Your assets include things you can convert to cash: cash (obviously), the money in your business bank accounts, any money that is owed to your practice, any inventory that you have waiting to be sold, and expenses you’ve pre-paid (rent, for example), reference books, and (probably our biggest category) office and massage equipment (massage table, CDs, linens, laptops, printers, etc.). If you ever added all this up, you may be surprised how many thousands of dollars you have in assets.

Your liabilities are things like the balance on business loans, taxes you will need to pay for this quarter, outstanding bills, and (one that we don’t always think about) outstanding gift certificates and packages. In short, liabilities represent money or services you still owe.

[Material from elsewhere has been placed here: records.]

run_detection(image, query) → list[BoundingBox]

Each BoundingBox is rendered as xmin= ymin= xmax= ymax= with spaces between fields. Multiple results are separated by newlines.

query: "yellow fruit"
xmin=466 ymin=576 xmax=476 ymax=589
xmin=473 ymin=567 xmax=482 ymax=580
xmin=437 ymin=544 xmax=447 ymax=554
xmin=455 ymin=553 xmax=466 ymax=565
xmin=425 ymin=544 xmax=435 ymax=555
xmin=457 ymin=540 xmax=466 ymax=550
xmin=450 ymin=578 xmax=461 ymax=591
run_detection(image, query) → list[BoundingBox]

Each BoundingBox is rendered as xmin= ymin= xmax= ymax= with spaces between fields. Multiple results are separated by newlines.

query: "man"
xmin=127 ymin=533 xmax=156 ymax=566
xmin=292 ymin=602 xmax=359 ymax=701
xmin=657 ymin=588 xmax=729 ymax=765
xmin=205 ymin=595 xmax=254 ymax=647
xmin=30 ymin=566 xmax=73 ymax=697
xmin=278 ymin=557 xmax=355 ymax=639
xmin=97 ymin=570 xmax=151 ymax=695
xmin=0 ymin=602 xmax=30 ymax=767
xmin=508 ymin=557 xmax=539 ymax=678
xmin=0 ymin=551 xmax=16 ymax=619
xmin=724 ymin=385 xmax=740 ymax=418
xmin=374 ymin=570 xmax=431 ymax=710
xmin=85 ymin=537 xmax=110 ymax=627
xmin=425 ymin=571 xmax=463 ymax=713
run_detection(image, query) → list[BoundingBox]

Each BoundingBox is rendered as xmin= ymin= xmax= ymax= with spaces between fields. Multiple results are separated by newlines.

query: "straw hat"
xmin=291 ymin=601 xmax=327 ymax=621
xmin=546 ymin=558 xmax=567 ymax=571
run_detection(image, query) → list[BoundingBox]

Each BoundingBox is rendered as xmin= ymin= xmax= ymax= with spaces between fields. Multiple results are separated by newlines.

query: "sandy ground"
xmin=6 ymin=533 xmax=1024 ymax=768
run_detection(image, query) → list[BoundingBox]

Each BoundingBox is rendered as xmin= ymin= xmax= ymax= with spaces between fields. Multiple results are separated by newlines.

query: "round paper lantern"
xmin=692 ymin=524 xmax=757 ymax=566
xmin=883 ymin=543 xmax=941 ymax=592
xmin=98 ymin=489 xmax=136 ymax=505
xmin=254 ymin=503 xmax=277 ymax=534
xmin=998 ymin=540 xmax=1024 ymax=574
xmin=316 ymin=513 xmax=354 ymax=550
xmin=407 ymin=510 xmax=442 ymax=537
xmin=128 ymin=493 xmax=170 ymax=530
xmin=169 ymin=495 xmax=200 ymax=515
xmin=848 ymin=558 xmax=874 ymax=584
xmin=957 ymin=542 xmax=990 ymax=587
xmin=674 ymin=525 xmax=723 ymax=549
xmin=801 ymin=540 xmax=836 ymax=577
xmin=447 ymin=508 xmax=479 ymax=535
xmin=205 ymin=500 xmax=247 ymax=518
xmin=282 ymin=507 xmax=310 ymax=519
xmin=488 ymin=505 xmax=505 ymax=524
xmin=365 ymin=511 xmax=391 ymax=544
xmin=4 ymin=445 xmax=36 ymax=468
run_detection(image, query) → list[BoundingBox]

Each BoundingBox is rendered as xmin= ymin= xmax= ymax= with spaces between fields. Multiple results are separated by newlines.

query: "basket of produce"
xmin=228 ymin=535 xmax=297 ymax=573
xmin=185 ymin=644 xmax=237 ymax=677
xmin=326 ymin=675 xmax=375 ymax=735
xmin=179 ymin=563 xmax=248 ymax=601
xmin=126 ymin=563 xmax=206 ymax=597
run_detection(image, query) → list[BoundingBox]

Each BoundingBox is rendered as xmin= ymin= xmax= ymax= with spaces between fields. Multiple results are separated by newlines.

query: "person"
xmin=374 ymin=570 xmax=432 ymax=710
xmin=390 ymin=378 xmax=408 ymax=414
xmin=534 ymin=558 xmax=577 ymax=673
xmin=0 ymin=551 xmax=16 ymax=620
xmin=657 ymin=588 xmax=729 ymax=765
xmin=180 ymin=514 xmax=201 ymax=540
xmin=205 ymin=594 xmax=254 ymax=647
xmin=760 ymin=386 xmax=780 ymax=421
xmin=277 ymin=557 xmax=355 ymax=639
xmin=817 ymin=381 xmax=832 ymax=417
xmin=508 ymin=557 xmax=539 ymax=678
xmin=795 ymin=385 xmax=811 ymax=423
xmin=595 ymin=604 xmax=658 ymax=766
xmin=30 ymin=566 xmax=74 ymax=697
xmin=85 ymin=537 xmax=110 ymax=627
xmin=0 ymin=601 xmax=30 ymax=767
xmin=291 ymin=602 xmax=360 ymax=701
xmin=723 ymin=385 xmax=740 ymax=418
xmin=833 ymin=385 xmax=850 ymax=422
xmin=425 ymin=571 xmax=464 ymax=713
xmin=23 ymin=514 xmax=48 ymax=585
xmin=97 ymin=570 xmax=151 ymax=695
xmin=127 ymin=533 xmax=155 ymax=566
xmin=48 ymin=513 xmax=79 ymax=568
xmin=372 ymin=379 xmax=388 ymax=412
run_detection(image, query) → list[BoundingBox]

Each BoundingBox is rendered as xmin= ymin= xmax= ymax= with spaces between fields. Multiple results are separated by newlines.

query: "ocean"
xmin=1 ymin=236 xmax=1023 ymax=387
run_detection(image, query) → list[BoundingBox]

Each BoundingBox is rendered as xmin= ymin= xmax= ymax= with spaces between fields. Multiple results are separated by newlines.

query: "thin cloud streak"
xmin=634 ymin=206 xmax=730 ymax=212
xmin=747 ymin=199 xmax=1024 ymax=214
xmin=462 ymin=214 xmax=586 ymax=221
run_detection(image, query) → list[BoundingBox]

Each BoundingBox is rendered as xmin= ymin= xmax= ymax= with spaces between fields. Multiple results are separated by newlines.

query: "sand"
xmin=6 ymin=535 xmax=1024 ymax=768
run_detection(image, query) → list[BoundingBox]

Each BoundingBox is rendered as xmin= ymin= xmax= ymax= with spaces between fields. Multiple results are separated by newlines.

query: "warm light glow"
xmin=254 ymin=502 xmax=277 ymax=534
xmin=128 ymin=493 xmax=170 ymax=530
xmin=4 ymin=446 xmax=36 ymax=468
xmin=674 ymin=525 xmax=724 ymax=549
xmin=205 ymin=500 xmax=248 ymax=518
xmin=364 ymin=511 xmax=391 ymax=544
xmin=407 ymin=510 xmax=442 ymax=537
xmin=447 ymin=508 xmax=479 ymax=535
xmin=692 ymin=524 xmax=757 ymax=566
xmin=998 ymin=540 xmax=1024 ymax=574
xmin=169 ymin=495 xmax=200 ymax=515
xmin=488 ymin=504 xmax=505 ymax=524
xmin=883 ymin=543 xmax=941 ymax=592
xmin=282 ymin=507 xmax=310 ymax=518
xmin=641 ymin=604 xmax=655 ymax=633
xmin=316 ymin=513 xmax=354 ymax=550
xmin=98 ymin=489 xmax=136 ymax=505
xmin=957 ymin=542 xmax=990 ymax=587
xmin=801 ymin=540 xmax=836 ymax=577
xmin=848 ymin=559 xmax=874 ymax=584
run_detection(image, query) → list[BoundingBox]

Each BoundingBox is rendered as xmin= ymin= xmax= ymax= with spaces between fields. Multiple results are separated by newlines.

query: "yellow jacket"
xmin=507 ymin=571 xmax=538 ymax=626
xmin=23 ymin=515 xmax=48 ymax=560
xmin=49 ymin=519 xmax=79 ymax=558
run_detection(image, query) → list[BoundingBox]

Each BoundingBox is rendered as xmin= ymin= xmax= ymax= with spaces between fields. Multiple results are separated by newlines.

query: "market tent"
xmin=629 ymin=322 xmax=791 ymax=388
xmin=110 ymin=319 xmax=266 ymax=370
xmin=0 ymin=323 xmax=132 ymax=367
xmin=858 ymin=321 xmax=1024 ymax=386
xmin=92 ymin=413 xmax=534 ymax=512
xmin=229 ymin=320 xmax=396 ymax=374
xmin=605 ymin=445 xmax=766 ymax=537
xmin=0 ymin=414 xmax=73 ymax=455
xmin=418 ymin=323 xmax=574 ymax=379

Balance sheets are particularly valuable for comparison. That is, if you generated a balance sheet for the last day of 2010 and another one for the last day of 2011, you could see if your net worth went up over the course of 2011.

Is my practice actually profitable (how much money am I really making)?

We become massage therapists to help people but we also want to make money at it. It’s good to have some cash in our pocket but is our practice actually supporting itself? Are we making more than we’re spending? How much more?

To learn that, you want to create an income statement (it’s also known as a Profit and Loss statement). The income statement lists all the money you made in a period of time (usually a month, quarter, or year) and then lists all your expenses for that same time period. Hopefully, the income is more than the expenses! That’s called your profit.

If you do your bookkeeping through a program like Quicken or Quikbooks, the software can easily create this report for you. If you do your bookkeeping in something like Excel or on paper, it’s just a matter of adding up the columns.

This may sound suspiciously like the Schedule C you fill out for your annual income tax return. It is very close to your schedule C. In fact, I usually create an income statement to help me fill out my schedule C.

Like the balance sheet, it’s especially helpful when you want to compare one time period to another. Did you make more money in the 1st quarter or the 2nd quarter of 2011? Was 2010 or 2009 more profitable for you?

Will I Have Enough Cash to Pay My Bills?

We usually know how much cash we have right now because our clients pay as they go. Cash flow can be a challenge for us, though, if we sell a lot of gift certificates or packages. What happens if most of our clients in one week pay with gift certificates? We don’t end up making much money that week!

A cash flow report helps us anticipate periods of low income or high expenses. There may be software that helps with this but I find it to be mostly a pencil-n-paper exercise (though I keep mine in Excel). List the months of the year and write down the big expenses you know you’ve got coming up. As much as you can, put them in the month you think they’ll occur. Common examples would be:

• License renewals
• Professional society membership renewal
• Conventions and continuing education (and associated travel expenses)
• Vacations
• Quarterly taxes
• New office equipment (laptop, iPod, cell phone)
• New massage equipment (tables or chairs in particular)
• Gift-giving crunches (like Christmas or, in my family, October!)

This list gives you an idea of your cash outflow.

How do you figure out what your normal monthly inflow is; that is, how much money do you usually make in a month? Take a look at your monthly income for the last year if you haven’t been in practice very long. Notice the highs and lows in your income. That will give you a general idea. If you’ve been in practice a couple of years, it’s worth it to run an income statement for several years, broken down by month. Then you can see what your average monthly income is over several years or you can start to notice whether some months are consistently low or high income months.

Sounds like a lot of work? It’s absolutely worth it if you’re the kind of person who is regularly uncertain / uncomfortable about having enough money to pay your upcoming bills. Putting it down in writing at least gives you a more concrete idea of what you’ll need.

When you need to know how you’re really doing as a business, these three reports can provide you a wealth of valuable information.